Import the required libraries


In [10]:
# Your code here
import requests
from bs4 import BeautifulSoup

Download the webpage at the url


In [11]:
# Download the webpage at the url
url = "https://cf-courses-data.s3.us.cloud-object-storage.appdomain.cloud/IBM-DA0321EN-SkillsNetwork/labs/datasets/Programming_Languages.html"
response = requests.get(url)

# Check if the request was successful
if response.status_code == 200:
    # Parse the webpage content
    soup = BeautifulSoup(response.content, 'html.parser')

    # Find all table rows
    rows = soup.find_all('tr')

    # Initialize lists to store programming languages and average annual salaries
    languages = []
    salaries = []

    # Loop through each row and extract data
    for row in rows[1:]:  # Skipping the header row
        cols = row.find_all('td')
        language = cols[1].text.strip()
        salary = cols[3].text.strip()

        languages.append(language)
        salaries.append(salary)

    # Print the extracted data
    for language, salary in zip(languages, salaries):
        print(f"Programming Language: {language}, Average Annual Salary: {salary}")
else:
    print("Failed to retrieve the webpage")


Programming Language: Python, Average Annual Salary: $114,383
Programming Language: Java, Average Annual Salary: $101,013
Programming Language: R, Average Annual Salary: $92,037
Programming Language: Javascript, Average Annual Salary: $110,981
Programming Language: Swift, Average Annual Salary: $130,801
Programming Language: C++, Average Annual Salary: $113,865
Programming Language: C#, Average Annual Salary: $88,726
Programming Language: PHP, Average Annual Salary: $84,727
Programming Language: SQL, Average Annual Salary: $84,793
Programming Language: Go, Average Annual Salary: $94,082


Create a soup object


In [12]:
from bs4 import BeautifulSoup

# Assuming 'response' contains the downloaded webpage content
soup = BeautifulSoup(response.content, 'html.parser')

# Now 'soup' is the BeautifulSoup object representing the webpage content

Scrape the `Language name` and `annual average salary`.


In [13]:
# Find all table rows
rows = soup.find_all('tr')

# Initialize lists to store programming languages and average annual salaries
languages = []
salaries = []

# Loop through each row and extract data
for row in rows[1:]:  # Skipping the header row
    cols = row.find_all('td')
    language = cols[1].text.strip()
    salary = cols[3].text.strip()

    languages.append(language)
    salaries.append(salary)

# Print the extracted data
for language, salary in zip(languages, salaries):
    print(f"Language: {language}, Average Annual Salary: {salary}")

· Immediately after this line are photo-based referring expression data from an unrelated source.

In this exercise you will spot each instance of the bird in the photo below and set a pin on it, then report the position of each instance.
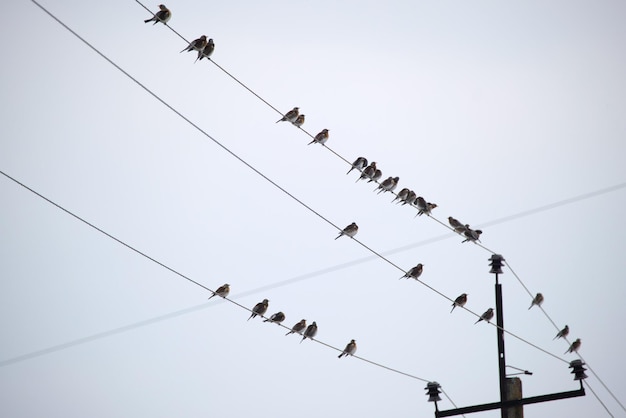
(402, 194)
(163, 15)
(368, 171)
(471, 234)
(459, 301)
(310, 332)
(486, 316)
(259, 309)
(388, 185)
(291, 116)
(299, 327)
(196, 44)
(360, 163)
(410, 198)
(299, 121)
(349, 230)
(376, 176)
(458, 226)
(277, 318)
(320, 138)
(414, 272)
(538, 300)
(349, 350)
(563, 333)
(221, 291)
(206, 51)
(574, 347)
(424, 206)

Language: Python, Average Annual Salary: $114,383
Language: Java, Average Annual Salary: $101,013
Language: R, Average Annual Salary: $92,037
Language: Javascript, Average Annual Salary: $110,981
Language: Swift, Average Annual Salary: $130,801
Language: C++, Average Annual Salary: $113,865
Language: C#, Average Annual Salary: $88,726
Language: PHP, Average Annual Salary: $84,727
Language: SQL, Average Annual Salary: $84,793
Language: Go, Average Annual Salary: $94,082


Save the scrapped data into a file named *popular-languages.csv*


In [15]:
import csv

# Open the CSV file in write mode
with open('popular-languages.csv', 'w', newline='') as csvfile:
    # Create a CSV writer object
    writer = csv.writer(csvfile)

    # Write the header row
    writer.writerow(['Language', 'Average Annual Salary'])

    # Write the data rows
    for language, salary in zip(languages, salaries):
        writer.writerow([language, salary])

print("Data saved successfully to popular-languages.csv")

Data saved successfully to popular-languages.csv


In [17]:
# List the files in the current directory
import os
os.listdir('.')

['.config', 'popular-languages.csv', 'sample_data']